Biblia

0206. His Premature Death

0206. His Premature Death

His Premature Death

"And he (Joab) took three darts in his hand, and thrust them through the heart of Absalom, while he was yet alive in the midst of the oak" (2Sa_18:14).

Some one asked another, "Where is hell?" The reply was "It is at the end of a misspent life."

As we see Absalom hanging by his hair in the oak, we know that the wages of sin is death, in a very real sense. A death physical? Yes, for Absalom was that day slain. A death forever? Yes. For sin brings eternal separation from Christ, in Whom alone is life.

It does seem that Absalom proved the truth of Psa_55:23, "Bloody and deceitful men shall not live out half their days."

Sin spoils everything it touches. Sin is death to everything that it grips. Death to health, death to prospects, death to joy, death to hope and death forevermore.

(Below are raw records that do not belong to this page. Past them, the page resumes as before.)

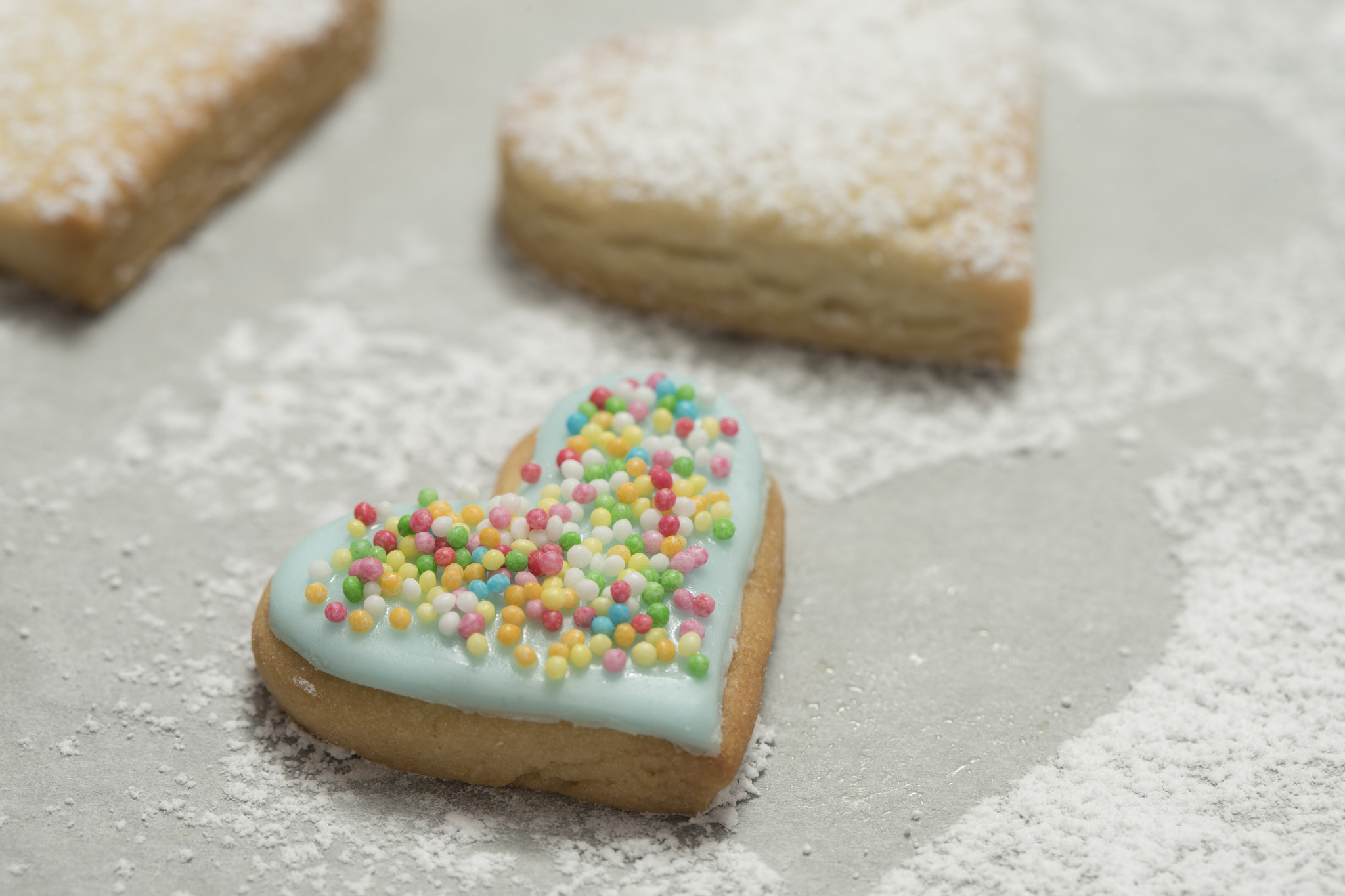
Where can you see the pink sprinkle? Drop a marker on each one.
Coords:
(690, 625)
(368, 568)
(682, 562)
(470, 625)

Illustration: "A young man in Worcester, Mass., ran away with the funds of a savings bank. He fled to Paris, but returned to New York and was captured. To the officer he said: ‘I am happier today in this car, headed for certain punishment, than I have been since the train left the depot on Wednesday night, five months ago. Time has dragged fearfully, and the thousand and one pleasures which money can buy have weighed as nothing in the balance when compared to the awful suffering induced by giving play to my thoughts and going back over the whole time of this affair. Each successive violation of right added little by little to the result, till, to my over-strained nerves, it was as if I were carrying the whole weight.’"

Poor Byron died when he had but reached his prime. He had, like Absalom, drunk cups of pleasure, which thousands might have drunk, and then died wanting more to drink. Byron expressed his own distress at his life of sin, and his unmeasured anguish in the words:

"My days are in the yellow leaf,

The fruits and flowers of life are gone;

The worm, the canker and the grief

Are mine alone."

Illustration: H. W. Pope of Chicago, tells thus the story of the life and death of the valedictorian of his class. "He had no religious principles. When others drank, he was not strong enough to refuse. After graduation he studied law. He became one of the most brilliant and promising lawyers of his state. Temptations grew stronger and more frequent, and having no acquaintance with Him Who is able to save to the uttermost, and able to keep from falling, he soon lost his standing and business and died a common drunkard."